CrossFormer++: A Versatile Vision Transformer Hinging on Cross-scale Attention
The paper presents CrossFormer++, a novel vision transformer architecture designed to leverage cross-scale attention mechanisms. The core idea is to incorporate multi-scale features directly within the transformer layers using two new components: Cross-scale Embedding Layer (CEL) and Long-Short Distance Attention (LSDA). These advancements aim to improve the transformer’s ability to handle visual inputs of varying sizes and complexities.
Key Contributions
- Cross-scale Embedding Layer (CEL): CEL is introduced to embed input images at multiple scales. By using convolutional layers with varying kernel sizes, CEL captures both fine and coarse details concurrently, ensuring that multi-scale features are explicitly incorporated into the model.
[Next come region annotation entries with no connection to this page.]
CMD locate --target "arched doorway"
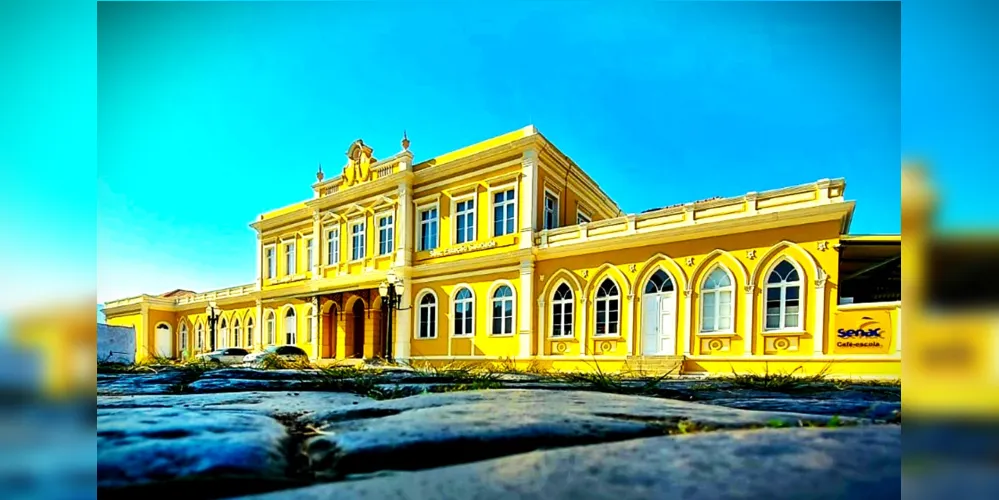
[154,323,173,358]
[348,300,364,358]
[642,269,676,356]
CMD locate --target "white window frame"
[246,316,253,348]
[375,212,395,256]
[548,280,576,339]
[697,264,736,335]
[347,217,368,262]
[281,306,298,345]
[451,193,479,245]
[487,280,517,337]
[262,309,277,345]
[305,305,316,344]
[541,187,562,230]
[760,257,807,333]
[413,289,440,340]
[449,283,477,338]
[416,202,441,252]
[489,182,520,238]
[593,276,624,338]
[326,224,340,266]
[281,240,298,276]
[263,243,277,280]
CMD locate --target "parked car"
[243,345,309,364]
[197,347,249,365]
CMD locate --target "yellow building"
[105,126,901,375]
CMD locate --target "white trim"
[486,279,519,337]
[541,188,562,231]
[487,182,520,238]
[375,209,396,257]
[413,288,442,340]
[760,254,810,334]
[260,243,278,280]
[539,277,580,338]
[452,188,479,246]
[414,201,441,252]
[697,262,739,335]
[347,215,368,262]
[448,283,478,339]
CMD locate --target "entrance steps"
[625,356,684,375]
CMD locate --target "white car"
[242,345,309,364]
[197,347,249,365]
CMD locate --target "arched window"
[645,269,673,293]
[180,323,187,357]
[454,288,475,337]
[246,318,253,347]
[492,285,513,335]
[305,306,316,344]
[701,267,735,332]
[593,278,621,336]
[552,283,574,337]
[215,318,229,349]
[284,307,298,345]
[416,293,437,339]
[267,311,277,345]
[765,260,802,330]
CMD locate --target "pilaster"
[517,259,534,358]
[812,270,826,356]
[742,284,756,356]
[683,287,694,356]
[518,149,538,248]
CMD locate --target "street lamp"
[378,270,406,361]
[205,302,222,351]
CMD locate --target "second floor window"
[284,243,297,275]
[326,228,340,265]
[454,199,475,243]
[305,238,316,271]
[378,215,395,255]
[493,189,516,236]
[420,207,437,252]
[543,191,558,229]
[350,222,364,260]
[264,247,277,279]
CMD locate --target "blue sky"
[97,2,901,300]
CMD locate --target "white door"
[659,292,676,356]
[642,292,676,356]
[156,324,173,358]
[642,294,661,356]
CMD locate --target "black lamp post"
[205,302,222,351]
[378,270,405,361]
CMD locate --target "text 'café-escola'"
[104,126,901,376]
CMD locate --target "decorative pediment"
[343,139,377,187]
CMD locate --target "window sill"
[760,330,808,337]
[697,331,737,337]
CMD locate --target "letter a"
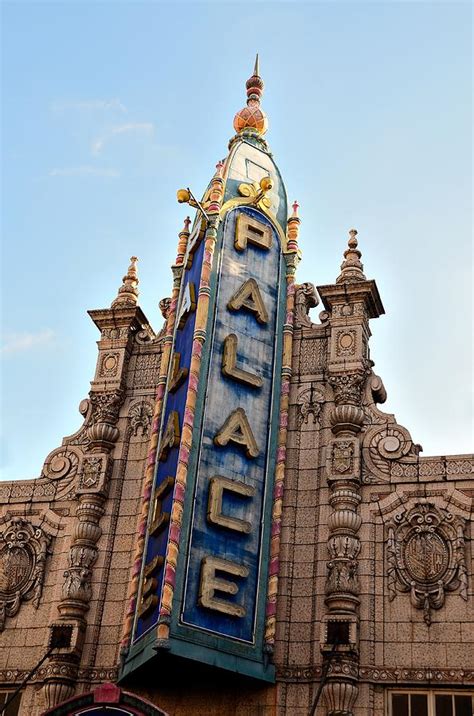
[227,278,268,323]
[214,408,258,457]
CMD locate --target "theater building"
[0,62,474,716]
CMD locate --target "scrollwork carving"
[0,517,51,631]
[297,383,325,427]
[128,401,153,438]
[90,390,124,425]
[386,500,467,625]
[328,371,366,405]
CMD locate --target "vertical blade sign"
[180,207,285,648]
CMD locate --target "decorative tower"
[122,56,300,681]
[318,229,384,716]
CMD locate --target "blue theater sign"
[125,169,286,681]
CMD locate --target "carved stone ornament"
[40,446,82,500]
[363,423,421,482]
[328,371,366,405]
[90,390,123,425]
[387,500,467,625]
[327,438,359,479]
[128,401,153,438]
[295,282,319,328]
[99,351,120,378]
[0,517,51,631]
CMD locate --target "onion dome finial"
[112,256,139,308]
[336,229,366,283]
[234,54,268,136]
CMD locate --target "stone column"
[43,257,152,708]
[318,230,384,716]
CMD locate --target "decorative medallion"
[99,351,120,378]
[0,517,51,631]
[297,383,324,427]
[326,437,360,480]
[387,500,467,625]
[128,401,153,438]
[41,446,82,500]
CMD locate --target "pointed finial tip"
[347,229,358,248]
[112,256,139,308]
[253,52,260,77]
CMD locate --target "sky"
[0,0,474,479]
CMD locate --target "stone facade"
[0,63,474,716]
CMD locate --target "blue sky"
[1,0,473,479]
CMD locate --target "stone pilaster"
[43,257,151,708]
[318,230,383,716]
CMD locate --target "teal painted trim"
[171,214,223,620]
[117,632,160,684]
[163,638,276,684]
[171,209,287,669]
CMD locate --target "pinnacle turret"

- Long-Short Distance Attention (LSDA): LSDA splits conventional self-attention into two parts: Short Distance Attention (SDA) for local dependencies and Long Distance Attention (LDA) for capturing global interactions. This bifurcation reduces computational complexity while preserving feature relationships across scales.
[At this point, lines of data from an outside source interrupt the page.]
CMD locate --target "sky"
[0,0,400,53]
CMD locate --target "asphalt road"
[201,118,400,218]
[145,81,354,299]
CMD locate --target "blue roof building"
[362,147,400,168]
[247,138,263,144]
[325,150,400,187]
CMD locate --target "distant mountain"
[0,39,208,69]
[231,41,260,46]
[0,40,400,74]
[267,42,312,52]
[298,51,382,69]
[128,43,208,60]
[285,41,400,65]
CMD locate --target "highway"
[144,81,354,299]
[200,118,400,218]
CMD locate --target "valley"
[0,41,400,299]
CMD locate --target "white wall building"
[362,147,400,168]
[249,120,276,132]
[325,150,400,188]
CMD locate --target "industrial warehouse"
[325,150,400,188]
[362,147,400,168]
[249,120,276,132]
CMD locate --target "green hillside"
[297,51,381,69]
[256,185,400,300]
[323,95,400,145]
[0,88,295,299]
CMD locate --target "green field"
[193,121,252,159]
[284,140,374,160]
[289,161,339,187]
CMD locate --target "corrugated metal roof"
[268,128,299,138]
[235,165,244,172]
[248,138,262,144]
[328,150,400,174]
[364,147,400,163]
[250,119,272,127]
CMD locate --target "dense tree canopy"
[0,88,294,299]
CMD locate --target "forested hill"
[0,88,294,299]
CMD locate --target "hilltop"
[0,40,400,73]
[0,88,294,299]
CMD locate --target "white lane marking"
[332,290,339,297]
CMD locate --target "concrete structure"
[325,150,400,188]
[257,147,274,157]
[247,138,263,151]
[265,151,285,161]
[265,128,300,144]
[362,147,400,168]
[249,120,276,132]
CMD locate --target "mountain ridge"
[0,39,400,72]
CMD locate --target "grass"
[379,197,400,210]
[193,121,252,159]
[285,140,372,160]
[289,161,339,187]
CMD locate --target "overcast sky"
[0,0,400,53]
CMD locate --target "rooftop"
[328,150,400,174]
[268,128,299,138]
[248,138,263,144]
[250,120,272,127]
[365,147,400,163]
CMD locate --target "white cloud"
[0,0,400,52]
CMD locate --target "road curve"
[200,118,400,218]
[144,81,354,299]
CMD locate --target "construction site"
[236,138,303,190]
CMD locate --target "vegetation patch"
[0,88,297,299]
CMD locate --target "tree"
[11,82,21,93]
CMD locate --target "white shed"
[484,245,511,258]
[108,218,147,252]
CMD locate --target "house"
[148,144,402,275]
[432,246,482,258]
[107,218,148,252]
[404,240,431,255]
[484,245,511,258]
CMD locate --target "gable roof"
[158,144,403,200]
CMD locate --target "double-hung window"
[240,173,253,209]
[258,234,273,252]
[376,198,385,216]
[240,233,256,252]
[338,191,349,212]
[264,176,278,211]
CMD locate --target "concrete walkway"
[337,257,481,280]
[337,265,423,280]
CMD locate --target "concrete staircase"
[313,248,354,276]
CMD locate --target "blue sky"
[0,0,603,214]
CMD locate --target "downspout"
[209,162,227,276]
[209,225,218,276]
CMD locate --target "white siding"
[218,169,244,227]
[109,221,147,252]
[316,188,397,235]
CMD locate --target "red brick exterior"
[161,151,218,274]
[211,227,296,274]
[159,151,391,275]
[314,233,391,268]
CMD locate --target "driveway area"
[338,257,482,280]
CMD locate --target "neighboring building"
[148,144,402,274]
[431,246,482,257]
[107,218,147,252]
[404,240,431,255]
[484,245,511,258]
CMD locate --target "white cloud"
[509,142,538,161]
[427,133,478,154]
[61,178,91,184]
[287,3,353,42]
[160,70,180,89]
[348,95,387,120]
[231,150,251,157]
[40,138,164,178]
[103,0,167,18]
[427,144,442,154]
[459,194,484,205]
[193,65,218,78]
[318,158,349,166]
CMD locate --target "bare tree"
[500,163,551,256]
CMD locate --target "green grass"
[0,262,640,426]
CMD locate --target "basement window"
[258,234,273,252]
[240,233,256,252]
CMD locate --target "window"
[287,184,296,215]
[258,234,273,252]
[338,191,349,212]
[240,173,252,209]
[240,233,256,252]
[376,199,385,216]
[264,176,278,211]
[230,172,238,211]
- Progressive Group Size (PGS): Addressing the transformer’s attention map behavior, PGS proposes a dynamic scaling strategy for group sizes within the self-attention blocks. This strategy aligns with the observation that attention maps transition from local to global focus across the network depth.
- Amplitude Cooling Layer (ACL): To counteract amplitude explosion—a common issue in deep networks—ACL is designed to stabilize the activation magnitude across layers. This involves lightweight convolutional layers that mitigate extreme variances in activation scales, thereby promoting training stability.
- Dynamic Position Bias (DPB): DPB serves as a flexible positional encoding mechanism, adaptable to variable input sizes and group configurations. It enhances the model’s ability to generalize over diverse visual tasks.
Experimental Outcomes
CrossFormer++ exhibits superior performance compared to its predecessors and other contemporaneous vision models. Conducted evaluations on ImageNet demonstrate significant improvements in accuracy across various configurations. In object detection tasks on the COCO dataset, CrossFormer++ consistently outperforms state-of-the-art models like Swin and ViL. Specifically, CrossFormer++ delivers robust performances in dense prediction tasks such as object detection and semantic segmentation, evidencing the efficacy of cross-scale attention.
Implications and Future Directions
The introduction of CEL and LSDA signifies a pivotal step in enhancing transformer architectures for vision tasks. By emphasizing cross-scale interactions, CrossFormer++ aligns closer to the inherent multi-scale nature required in visual perception tasks. Future research may focus on refining automated strategies for parameter adjustments, such as developing adaptive group size policies, potentially through neural architecture search techniques. Additionally, the integration of self-supervised pretraining schemes could further amplify the model’s applicability and performance.
CrossFormer++’s adaptability and efficiency hold substantial promise for increasingly complex vision applications, suggesting potential extensions into real-time processing domains and mobile computing platforms, where computational resources are constrained.